Berkeley Lab ist Teil des nationalen Laborsystems, das vom US Department of Energy durch das Office of Science unterstützt wird. Es wird von der University of California (UC) geleitet und ist mit der Durchführung nicht-klassifizierter Forschung auf einem breiten Gebiet von wissenschaftlichen Disziplinen beauftragt. Auf einem 200 Hektar großen Gelände in den Hügeln oberhalb des UC Berkeley Campus arbeiten ca. 4200 Wissenschaftler, Ingenieure, Mitarbeiter und Studenten. Das Budget für 2013 war 819 Millionen Dollar, mit 34,5 Millionen Dollar aus dem American Recovery and Reinvestment Act. Der wirtschaftliche Impakt auf die Volkswirtschaft wird bei 1,6 Milliarden pro Jahr eingeschätzt. Lawrence Berkeley National Laboratory stellt sich den weltweit dringendsten wissenschaftlichen Herausforderungen durch die Förderung von nachhaltiger Energie, dem Schutz der menschlichen Gesundheit, der Schaffung neuer Werkstoffe, und der Entdeckung von Herkunft und Schicksals des Universums.

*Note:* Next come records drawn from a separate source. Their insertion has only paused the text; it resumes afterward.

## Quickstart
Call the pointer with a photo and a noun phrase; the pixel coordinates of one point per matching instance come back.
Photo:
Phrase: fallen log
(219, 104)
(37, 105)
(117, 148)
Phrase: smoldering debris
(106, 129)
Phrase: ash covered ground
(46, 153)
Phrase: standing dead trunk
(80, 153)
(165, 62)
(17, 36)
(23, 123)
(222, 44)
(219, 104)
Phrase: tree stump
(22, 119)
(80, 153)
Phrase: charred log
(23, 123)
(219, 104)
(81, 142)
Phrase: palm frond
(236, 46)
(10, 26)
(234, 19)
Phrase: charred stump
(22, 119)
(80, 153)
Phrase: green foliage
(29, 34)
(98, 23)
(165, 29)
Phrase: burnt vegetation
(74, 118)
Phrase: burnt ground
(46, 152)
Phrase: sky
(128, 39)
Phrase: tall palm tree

Berkeley Lab wurde 1931 von Ernest Orlando Lawrence, einem Physiker der UC Berkeley, gegründet. Er erhielt 1939 den Nobelpreis für Physik für die Erfindung des Zyklotrons, einem Teilchenbeschleuniger, der die Tür für hochenergetische Physik öffnete. Lawrence war davon überzeugt, dass die wissenschaftliche Forschung am besten über die Zusammenarbeit von Teams mit Individuen aus unterschiedlichen Fachgebiete erfolgt. Dieses Konzept ist lebt auch heute noch in Berkeley.